Year

2011

Season

Fall

Paper Type

Doctoral Dissertation

College

College of Education and Human Services

Degree Name

Doctor of Education in Educational Leadership (EdD)

Department

Education

First Advisor

Dr. Larry G. Daniel

Second Advisor

Dr. Katherine L. Kasten

Third Advisor

Dr. Katrina Hall

Fourth Advisor

Dr. Daniel Richard

Department Chair

Dr. Jennifer J. Kane

College Dean

Dr. Larry G. Daniel

Abstract

The purpose of the present study was to determine whether a set of teacher demographic, knowledge, and instructional variables is related to preschool children’s literacy development. Specifically, the study investigated how these teacher variables impact children’s language development scores on the four subscales of the Preschool Language Assessment Instrument, Second Edition (PLAI2) and the four subscales of the Test of Language Development – Primary, Fourth Edition (TOLD-P:4). There were two major research questions in the study: (a) Will the predictor set of CLASS emotional support, CLASS classroom organization, CLASS instructional support, level of education, years teaching pre-kindergarten, and answers on a teacher knowledge questionnaire (TKQ) correlate with the TOLD-P:4 language assessment subscales of relational vocabulary, syntactic understanding, sentence imitation, and morphological completion? (b) Will the predictor set of CLASS emotional support, CLASS classroom organization, CLASS instructional support, level of education, years teaching pre-kindergarten, and answers on a TKQ correlate with the PLAI2 language assessment subscales of matching, selective analysis, reordering, and reasoning? Results indicated no noteworthy correlations between the predictor variable set and the subtests of the TOLD-P:4; hence, the variable relationships posited in research question 1 were not supported by the data. Results for research question 2 indicated support for the variable relationships posited. Specifically, canonical correlation yielded two roots of noteworthy size (Rc 2 values = .19 and .09 for roots 1 and 2, respectively).
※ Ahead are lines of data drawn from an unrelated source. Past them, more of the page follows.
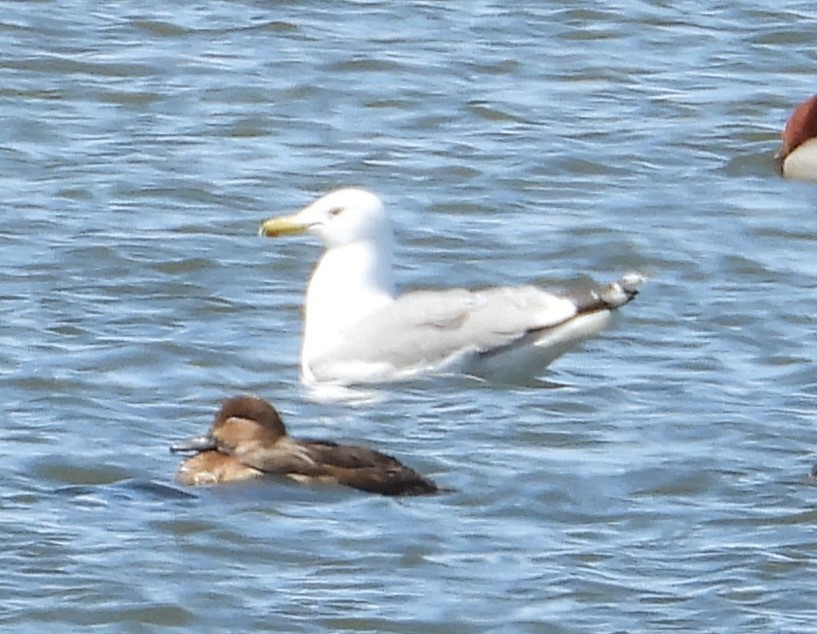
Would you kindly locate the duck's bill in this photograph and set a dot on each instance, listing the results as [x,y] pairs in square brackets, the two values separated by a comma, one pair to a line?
[196,443]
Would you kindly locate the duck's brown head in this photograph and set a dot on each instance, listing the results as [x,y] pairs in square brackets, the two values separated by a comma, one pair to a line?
[243,422]
[801,126]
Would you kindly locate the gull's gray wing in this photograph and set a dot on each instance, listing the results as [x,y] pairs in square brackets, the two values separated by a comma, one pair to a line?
[434,329]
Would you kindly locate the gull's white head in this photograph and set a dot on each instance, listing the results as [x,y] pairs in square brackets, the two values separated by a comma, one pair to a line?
[340,218]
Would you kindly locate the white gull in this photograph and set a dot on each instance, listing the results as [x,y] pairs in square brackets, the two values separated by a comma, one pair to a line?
[357,330]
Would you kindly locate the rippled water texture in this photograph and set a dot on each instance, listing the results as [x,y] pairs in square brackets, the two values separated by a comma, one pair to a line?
[656,480]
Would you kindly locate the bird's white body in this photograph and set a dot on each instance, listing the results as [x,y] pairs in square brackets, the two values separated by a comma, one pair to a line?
[358,331]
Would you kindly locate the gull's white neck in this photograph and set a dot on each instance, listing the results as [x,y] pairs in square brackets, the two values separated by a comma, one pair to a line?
[349,283]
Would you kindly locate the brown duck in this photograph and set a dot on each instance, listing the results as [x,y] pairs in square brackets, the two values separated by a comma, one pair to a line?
[248,440]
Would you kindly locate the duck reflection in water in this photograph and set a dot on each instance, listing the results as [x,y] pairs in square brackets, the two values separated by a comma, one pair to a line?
[248,440]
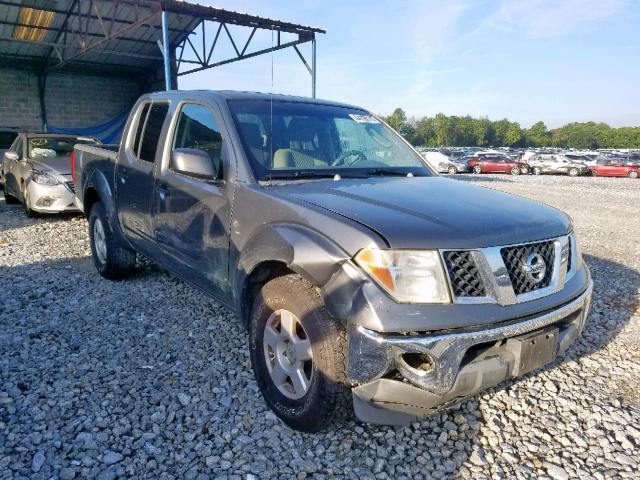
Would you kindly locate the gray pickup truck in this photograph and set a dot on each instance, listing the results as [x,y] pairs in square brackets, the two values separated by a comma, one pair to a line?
[367,283]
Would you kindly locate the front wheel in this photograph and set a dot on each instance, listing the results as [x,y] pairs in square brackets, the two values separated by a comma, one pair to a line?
[113,260]
[298,354]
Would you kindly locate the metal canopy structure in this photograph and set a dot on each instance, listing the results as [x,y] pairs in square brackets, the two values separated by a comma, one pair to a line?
[154,38]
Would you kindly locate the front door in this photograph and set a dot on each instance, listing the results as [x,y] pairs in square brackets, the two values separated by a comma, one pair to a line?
[191,214]
[135,173]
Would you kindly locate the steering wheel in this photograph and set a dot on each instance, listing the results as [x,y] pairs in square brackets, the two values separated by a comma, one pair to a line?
[342,158]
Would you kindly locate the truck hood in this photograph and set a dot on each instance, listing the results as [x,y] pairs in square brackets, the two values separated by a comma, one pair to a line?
[60,165]
[432,212]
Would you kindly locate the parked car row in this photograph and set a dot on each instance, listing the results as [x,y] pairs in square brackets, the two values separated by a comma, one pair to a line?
[537,163]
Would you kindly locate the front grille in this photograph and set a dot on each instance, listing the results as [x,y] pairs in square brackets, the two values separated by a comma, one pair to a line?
[515,258]
[464,275]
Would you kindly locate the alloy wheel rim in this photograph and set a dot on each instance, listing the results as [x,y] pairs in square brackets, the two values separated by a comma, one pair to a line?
[99,241]
[288,354]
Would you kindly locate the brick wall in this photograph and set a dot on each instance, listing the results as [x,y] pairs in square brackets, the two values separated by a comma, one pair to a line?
[19,104]
[83,101]
[71,100]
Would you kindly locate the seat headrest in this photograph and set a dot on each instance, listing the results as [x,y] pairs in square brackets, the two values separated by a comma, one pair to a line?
[251,133]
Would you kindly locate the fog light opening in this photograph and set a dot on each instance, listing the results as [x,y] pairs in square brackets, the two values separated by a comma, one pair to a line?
[45,201]
[418,361]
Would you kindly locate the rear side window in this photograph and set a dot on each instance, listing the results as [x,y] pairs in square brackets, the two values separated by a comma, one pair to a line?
[152,130]
[141,120]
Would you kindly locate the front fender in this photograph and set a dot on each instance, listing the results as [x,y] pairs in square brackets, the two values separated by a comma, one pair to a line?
[305,251]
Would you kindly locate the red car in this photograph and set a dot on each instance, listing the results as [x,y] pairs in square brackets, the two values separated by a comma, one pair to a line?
[484,163]
[614,167]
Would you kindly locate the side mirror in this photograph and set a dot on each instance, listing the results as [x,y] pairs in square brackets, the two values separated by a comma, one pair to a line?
[193,162]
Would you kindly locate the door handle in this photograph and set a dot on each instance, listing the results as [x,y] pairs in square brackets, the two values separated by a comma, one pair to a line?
[163,191]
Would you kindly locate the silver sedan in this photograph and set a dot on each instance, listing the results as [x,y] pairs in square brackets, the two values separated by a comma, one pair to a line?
[37,172]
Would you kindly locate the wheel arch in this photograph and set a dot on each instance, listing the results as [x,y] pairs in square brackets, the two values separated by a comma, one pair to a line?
[280,250]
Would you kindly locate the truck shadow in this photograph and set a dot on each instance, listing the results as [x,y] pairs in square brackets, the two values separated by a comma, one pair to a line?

Canonical structure coefficients indicated positive correlation between the teacher predictor variables of education, experience, knowledge, and the CLASS domain of emotional support with students’ scores on the PLAI2. At the same time, the amount of teaching experience that teachers had in the childcare industry was found to be negatively correlated to PLAI2 subscale scores. Findings are discussed relative to the literature on professional development.